Inversions are often the scariest poses in yoga. They literally turn your world upside down
and all of your weight is balanced on your head. You may fear that all the delicate muscles in
your neck will break or perhaps that you just carry too much weight around to
begin with. My mouth tasted bitter, not
quite like the iron when you bite your tongue too hard, but metallic. My mouth tasted like fear.
Forrest
says, “We have a lot of internal responses to fear. We push it away, we deny it, we freeze, or
attack (fight or flight syndrome). But there are alternate ways to responding
to fear.” Forrest’s preferred method is
to go hunting for it until she finds the root of it and instead of “slaying the
dragon,” she cuddles up to it and allies with it.
This,
of course, is the furthest thing from my mind.
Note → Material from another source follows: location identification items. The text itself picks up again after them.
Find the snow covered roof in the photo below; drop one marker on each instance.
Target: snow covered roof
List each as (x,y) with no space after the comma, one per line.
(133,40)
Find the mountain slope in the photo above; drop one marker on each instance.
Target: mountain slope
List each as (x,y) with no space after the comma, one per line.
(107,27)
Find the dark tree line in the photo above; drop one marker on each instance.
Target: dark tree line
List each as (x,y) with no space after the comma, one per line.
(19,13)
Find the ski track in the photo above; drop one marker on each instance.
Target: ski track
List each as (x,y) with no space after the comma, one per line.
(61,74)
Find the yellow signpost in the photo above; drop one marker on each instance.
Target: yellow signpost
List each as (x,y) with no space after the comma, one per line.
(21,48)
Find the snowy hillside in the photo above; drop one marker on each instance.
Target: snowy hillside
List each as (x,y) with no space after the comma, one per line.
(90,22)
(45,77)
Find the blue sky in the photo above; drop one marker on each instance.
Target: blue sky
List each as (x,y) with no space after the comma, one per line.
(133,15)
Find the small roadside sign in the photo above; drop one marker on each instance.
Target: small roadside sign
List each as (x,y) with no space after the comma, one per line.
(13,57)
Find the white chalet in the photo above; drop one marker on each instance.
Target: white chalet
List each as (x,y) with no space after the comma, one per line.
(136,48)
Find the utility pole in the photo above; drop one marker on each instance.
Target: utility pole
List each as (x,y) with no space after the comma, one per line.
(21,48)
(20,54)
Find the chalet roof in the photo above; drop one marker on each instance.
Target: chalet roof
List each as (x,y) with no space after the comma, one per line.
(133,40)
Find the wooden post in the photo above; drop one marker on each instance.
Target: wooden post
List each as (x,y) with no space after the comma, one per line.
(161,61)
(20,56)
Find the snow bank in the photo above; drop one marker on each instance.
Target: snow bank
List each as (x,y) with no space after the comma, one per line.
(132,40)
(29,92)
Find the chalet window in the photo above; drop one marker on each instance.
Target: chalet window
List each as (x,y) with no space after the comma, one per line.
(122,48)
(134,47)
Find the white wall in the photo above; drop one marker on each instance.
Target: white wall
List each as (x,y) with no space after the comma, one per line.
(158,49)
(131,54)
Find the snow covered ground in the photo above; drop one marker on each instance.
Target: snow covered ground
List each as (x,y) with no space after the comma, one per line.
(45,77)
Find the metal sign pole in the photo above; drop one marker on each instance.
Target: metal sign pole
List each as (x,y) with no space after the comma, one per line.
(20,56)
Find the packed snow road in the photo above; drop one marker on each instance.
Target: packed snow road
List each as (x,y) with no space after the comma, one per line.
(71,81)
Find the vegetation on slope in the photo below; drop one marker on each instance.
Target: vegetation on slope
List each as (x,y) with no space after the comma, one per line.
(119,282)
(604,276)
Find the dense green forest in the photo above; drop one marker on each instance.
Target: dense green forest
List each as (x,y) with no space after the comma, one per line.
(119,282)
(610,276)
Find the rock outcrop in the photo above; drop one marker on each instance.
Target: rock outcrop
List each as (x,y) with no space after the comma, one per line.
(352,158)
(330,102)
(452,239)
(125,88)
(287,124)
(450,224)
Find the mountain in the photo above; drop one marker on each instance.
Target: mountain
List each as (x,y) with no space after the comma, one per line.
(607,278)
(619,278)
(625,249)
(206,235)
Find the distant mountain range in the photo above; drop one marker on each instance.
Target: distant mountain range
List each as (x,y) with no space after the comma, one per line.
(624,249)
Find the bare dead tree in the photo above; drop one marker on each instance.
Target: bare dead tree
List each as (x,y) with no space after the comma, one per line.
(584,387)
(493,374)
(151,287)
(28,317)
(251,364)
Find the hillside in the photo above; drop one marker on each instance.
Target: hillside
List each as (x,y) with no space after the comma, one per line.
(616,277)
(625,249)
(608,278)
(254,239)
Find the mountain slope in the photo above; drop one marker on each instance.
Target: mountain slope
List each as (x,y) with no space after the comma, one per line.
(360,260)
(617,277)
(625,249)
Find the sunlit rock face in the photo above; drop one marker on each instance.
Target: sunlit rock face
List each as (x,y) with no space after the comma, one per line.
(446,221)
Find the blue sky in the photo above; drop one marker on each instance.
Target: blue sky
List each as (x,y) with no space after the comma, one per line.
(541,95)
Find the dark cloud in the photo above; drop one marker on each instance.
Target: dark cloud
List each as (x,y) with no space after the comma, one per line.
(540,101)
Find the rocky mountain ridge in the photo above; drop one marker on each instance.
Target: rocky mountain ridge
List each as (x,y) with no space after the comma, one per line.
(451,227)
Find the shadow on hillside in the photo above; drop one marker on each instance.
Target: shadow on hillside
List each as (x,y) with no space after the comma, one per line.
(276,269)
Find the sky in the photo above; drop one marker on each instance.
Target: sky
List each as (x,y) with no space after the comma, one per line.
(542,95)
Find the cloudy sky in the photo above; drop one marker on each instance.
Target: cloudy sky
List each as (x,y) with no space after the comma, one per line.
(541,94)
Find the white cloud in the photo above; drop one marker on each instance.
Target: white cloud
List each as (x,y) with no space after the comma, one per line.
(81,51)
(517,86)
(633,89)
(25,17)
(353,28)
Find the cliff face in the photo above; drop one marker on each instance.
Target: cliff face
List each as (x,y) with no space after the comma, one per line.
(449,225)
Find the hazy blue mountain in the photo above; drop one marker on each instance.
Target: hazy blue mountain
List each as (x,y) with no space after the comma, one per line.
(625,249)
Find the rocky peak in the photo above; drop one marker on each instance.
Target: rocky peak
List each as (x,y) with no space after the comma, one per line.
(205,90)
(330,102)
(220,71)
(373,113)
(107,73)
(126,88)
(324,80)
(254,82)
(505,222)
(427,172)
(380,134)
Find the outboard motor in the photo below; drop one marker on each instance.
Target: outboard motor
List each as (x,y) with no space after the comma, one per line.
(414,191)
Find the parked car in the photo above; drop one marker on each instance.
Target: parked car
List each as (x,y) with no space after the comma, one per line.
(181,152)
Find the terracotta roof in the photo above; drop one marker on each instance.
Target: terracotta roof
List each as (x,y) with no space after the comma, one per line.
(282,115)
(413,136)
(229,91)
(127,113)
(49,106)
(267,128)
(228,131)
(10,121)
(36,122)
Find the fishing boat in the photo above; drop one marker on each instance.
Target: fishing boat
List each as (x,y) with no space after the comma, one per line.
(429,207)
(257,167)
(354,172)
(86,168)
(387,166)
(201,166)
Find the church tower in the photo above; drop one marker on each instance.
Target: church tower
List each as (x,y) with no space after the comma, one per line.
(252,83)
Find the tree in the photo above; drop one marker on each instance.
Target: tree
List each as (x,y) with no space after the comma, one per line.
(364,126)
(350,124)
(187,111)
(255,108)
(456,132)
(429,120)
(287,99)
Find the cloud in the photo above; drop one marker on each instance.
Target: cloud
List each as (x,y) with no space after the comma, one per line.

I felt the pressure on top of my head mounting.
Step
1: identify the fear. Aside from the
obvious (death from breaking my neck), I had always feared my own body. I remembered hiking with one of my boyfriends
in the dead of winter. We crossed a
river with very thin ice and had to jump huge rocks to get to the other
side. It took him all of 3 minutes to
cross, jumping confidently from rock to rock.
It took me what seemed like an hour with a lot of encouragement from him
on the other side.
“Trust
yourself,” my teacher whispered. I had
stopped shaking. “Good, good now squeeze
my hand.” She had her hand between my
thighs and I began to feel that burning sensation and my core strengthening
through the pose. The weight on my head
lessened.
Step
2: Turn around, hunt it, stalk it.
Forrest says, “Fear is a signal.
Be alert. Get vigilant. It wasn’t that long ago that other humans or
predators hunted us. This means you have
to take action. You can’t just sit and meditate
your problems away; many meditators become my students because their abuse or
rage doesn’t go away by meditation alone.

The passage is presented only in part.